That may help explain why performances they give are very rich and unaffected, although if you’ve ever tried to play yourself and make it look convincing on video, you’ll know that it is no mean feat. The woman who plays the mother of the young chief-to-be (the film was originally subtitled l’enfance d’un chef) is especially effective, with eyes that convey pages of dialogue in a glance. Even the yaks in this film exude personality.

The main attractions, however, are the incredible, often stark beauty of the landscape, shot like you’d expect a National Geographic photographer to shoot them, and the sheer disconnect between the world these people inhabit and the one we live in. Until a screw-cap bottle makes a brief appearance halfway through the movie, and in fact in its entirety otherwise, it could have been set any time in the last thousand years or so. I’m sure anything that would locate the story more in the present were intentionally removed from the film, but a survey of Flickr pictures tagged ‘Dolpa’ indicates it probably wasn’t a very hard job.

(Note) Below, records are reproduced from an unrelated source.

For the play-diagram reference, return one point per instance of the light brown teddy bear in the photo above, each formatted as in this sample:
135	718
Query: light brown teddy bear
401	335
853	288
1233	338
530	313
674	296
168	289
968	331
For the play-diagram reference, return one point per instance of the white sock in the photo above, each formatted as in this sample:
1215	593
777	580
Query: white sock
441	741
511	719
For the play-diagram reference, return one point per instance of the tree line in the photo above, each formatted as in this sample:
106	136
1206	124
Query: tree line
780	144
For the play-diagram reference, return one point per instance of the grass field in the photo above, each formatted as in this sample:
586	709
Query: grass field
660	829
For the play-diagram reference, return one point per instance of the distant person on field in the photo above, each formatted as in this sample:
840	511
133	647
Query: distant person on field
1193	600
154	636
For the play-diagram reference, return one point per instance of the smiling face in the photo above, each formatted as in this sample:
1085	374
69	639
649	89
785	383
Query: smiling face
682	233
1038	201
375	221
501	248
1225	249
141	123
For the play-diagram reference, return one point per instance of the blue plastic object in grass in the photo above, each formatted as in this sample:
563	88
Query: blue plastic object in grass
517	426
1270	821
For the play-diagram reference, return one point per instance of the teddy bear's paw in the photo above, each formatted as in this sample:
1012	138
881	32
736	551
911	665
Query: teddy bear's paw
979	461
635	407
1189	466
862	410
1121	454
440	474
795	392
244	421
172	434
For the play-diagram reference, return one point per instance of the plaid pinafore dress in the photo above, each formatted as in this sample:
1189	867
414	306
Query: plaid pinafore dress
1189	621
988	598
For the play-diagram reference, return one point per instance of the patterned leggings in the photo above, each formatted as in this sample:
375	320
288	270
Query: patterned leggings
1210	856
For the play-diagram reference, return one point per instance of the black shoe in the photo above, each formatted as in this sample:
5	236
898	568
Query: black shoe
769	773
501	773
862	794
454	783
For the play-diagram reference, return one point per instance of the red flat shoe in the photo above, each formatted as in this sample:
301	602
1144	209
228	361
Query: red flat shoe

At one point, the child at the center of the film, who is heading down from the mountain village for the first time, asks his elder brother, a painter and monk, what he is drawing. “A tree”, he replies. The boy asks if he has ever seen one, and his brother, who has lived in the monastery since he was eight, replies, “no, but my master taught me how to draw it.”

That’s the kind of world they live in, and it is not the least of this movie’s accomplishments to afford us a rare, spectacular look into it.

Oh, and while I’m at it, Manohla Dargis can suck my nuts.  That bitch wouldn’t know a good movie if it bit her in the ass.